People who work in federal offices are calling friends who don't, but would like too and advising them to come in fast for an interview, fill outthe necessary forms and get onboard before the gangplank is pulled up.
The fears of a hiring freeze have been spurred by the rumor mill -- which has a bigger circulation than the Post and Star combined -- which has it on reliable authority that Jimmy Carter, the political fox, will slap a complete and total freeze by Oct. 1.
It is a great story in a town like this where nearly everybody works for the government, has an aunt that does, or would like to get into government. Just one problem with the rumor. It ain't true! Not a word or it, according to the White House which ought to know about such things.

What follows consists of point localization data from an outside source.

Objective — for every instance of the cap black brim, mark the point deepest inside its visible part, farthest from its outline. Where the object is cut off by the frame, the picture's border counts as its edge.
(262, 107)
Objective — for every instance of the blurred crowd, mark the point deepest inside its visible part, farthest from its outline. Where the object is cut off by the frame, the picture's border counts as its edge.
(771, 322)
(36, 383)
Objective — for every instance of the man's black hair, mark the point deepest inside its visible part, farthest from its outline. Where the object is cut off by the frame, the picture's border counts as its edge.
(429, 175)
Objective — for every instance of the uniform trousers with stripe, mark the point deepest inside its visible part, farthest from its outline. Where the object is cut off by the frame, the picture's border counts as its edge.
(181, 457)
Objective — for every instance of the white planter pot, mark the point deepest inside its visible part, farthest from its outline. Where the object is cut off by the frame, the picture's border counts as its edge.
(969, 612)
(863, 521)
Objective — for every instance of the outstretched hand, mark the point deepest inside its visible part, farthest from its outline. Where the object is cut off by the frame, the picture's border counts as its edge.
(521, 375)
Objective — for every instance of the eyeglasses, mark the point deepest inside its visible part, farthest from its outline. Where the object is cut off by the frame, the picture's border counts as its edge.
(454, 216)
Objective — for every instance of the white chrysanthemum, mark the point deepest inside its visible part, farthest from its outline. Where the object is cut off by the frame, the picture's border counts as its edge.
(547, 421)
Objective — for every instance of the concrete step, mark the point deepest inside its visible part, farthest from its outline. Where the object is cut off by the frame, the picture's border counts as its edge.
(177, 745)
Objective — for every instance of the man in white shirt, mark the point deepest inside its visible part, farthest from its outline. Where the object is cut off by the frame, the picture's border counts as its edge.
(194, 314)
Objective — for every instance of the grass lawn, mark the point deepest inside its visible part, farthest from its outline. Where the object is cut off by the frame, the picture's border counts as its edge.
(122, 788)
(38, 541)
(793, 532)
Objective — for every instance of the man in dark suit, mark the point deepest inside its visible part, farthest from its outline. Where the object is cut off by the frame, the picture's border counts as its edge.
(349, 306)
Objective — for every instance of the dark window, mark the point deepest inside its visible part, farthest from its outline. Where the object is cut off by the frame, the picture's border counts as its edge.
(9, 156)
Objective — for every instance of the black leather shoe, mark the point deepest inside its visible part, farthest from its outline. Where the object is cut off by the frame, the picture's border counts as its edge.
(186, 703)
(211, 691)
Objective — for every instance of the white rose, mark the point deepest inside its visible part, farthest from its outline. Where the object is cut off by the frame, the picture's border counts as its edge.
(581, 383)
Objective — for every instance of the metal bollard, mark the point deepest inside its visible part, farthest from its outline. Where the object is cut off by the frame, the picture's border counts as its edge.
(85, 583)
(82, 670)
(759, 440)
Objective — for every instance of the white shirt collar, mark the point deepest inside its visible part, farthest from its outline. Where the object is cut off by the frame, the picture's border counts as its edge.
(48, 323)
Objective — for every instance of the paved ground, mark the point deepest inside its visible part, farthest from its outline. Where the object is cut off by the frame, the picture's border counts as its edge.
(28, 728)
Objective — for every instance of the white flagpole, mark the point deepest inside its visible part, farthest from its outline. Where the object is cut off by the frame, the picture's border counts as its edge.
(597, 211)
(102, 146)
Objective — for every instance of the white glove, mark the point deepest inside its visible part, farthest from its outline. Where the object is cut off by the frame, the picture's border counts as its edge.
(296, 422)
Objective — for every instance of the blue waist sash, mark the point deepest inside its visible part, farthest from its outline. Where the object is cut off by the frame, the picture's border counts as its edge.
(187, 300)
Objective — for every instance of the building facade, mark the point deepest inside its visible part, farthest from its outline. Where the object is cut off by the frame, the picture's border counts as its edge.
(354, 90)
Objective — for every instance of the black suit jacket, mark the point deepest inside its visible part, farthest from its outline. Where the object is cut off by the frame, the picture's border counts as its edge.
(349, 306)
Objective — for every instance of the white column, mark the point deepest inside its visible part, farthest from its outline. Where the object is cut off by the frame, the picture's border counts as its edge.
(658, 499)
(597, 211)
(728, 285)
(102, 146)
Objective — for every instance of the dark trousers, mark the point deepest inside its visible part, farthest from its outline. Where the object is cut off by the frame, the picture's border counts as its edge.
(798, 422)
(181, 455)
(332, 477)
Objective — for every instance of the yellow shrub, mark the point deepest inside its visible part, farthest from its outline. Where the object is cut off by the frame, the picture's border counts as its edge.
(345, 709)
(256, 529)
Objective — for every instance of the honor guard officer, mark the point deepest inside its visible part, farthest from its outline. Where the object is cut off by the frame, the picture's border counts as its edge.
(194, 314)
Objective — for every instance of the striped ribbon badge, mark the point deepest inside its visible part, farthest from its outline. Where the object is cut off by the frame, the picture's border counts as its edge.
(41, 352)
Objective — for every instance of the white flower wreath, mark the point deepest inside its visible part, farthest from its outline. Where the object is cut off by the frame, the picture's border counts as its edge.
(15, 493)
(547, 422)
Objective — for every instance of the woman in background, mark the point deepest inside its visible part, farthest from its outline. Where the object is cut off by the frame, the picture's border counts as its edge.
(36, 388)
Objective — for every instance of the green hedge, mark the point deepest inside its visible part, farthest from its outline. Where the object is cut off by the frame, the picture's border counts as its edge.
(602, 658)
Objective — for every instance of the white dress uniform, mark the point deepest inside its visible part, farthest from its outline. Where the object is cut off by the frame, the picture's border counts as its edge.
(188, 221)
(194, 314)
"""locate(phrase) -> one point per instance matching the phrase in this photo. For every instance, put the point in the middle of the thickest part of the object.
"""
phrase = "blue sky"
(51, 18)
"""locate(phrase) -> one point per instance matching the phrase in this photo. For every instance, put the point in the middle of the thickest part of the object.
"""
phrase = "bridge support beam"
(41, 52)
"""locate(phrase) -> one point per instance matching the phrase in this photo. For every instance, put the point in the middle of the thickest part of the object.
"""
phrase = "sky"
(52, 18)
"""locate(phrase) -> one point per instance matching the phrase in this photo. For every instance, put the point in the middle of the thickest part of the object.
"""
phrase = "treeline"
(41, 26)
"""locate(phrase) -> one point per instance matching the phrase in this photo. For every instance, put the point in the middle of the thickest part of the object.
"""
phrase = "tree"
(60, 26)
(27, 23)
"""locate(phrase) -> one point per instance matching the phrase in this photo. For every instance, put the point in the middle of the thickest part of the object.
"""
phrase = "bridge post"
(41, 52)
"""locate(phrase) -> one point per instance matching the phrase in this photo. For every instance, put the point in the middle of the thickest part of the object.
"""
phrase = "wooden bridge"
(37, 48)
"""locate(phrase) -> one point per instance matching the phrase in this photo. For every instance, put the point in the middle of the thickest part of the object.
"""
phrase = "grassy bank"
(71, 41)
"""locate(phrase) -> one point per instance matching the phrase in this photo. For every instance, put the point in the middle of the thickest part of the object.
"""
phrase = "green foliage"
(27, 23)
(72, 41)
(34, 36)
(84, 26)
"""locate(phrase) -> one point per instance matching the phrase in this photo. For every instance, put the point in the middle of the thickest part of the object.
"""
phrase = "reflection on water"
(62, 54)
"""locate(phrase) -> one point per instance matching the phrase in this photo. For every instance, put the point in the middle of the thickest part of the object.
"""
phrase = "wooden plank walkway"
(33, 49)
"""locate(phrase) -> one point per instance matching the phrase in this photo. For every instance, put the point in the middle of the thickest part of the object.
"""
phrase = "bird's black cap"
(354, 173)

Carter aides say there is no plan to slap a total freeze on federal hiring, or on promotions, and there never has been. In fact the Carter people have been having a field day with a statement from GOP candidate Ronald Reagan to the effect that he would slap a freeze on federal hiring as soon as he is sworn into office and controls the button to do that sort of thing.
The fact is that federal hiring has been subject to a partial freeze since earlier this year. Rumors of that freeze (reported here two weeks before it hit) spurred a spring rush to get more people hired, or at least get their applications in the pipeline.
Thousands of people were hired before the freeze -- which limits agencies to one replacement for every two vacancies that crop up -- in hopes of somehow beating it. The Carter Administration countered, allowing agencies to take on people promised jobs before the freeze but then making the 1 for 2 replacement rule retroactive, thus forcing agencies to be even more selective in hiring down the line.
Effect of jumping the gun on the freeze early this year was that federal employment actually increased for a time after the hiring ban was imposed-but then began to taper off rather dramatically. In fact from April to May of this year there was a 5,846 decrease in the number of full-time federal employes on the payroll. The target of the Administration is to have a 20,000 job cutback, via the existing partial freeze, by Oct. 1 of this year.
With the near-record number of retirees-last August, that goal of 20,000 fewer jobs ought to be recognized easily.
"We would be stupid, and dishonest to slap a full freeze on now," a Carter aide said. "We have been making fun of Reagan for not knowing there is a partial freeze in effect. How could we turn around and adopt his tactics with a total freeze now?" How indeed?
So the word from on high is no freeze. And agencies that continue the panic hiring will soon be hearing from the strongarm folks at the Office of Management and Budget, is the other word.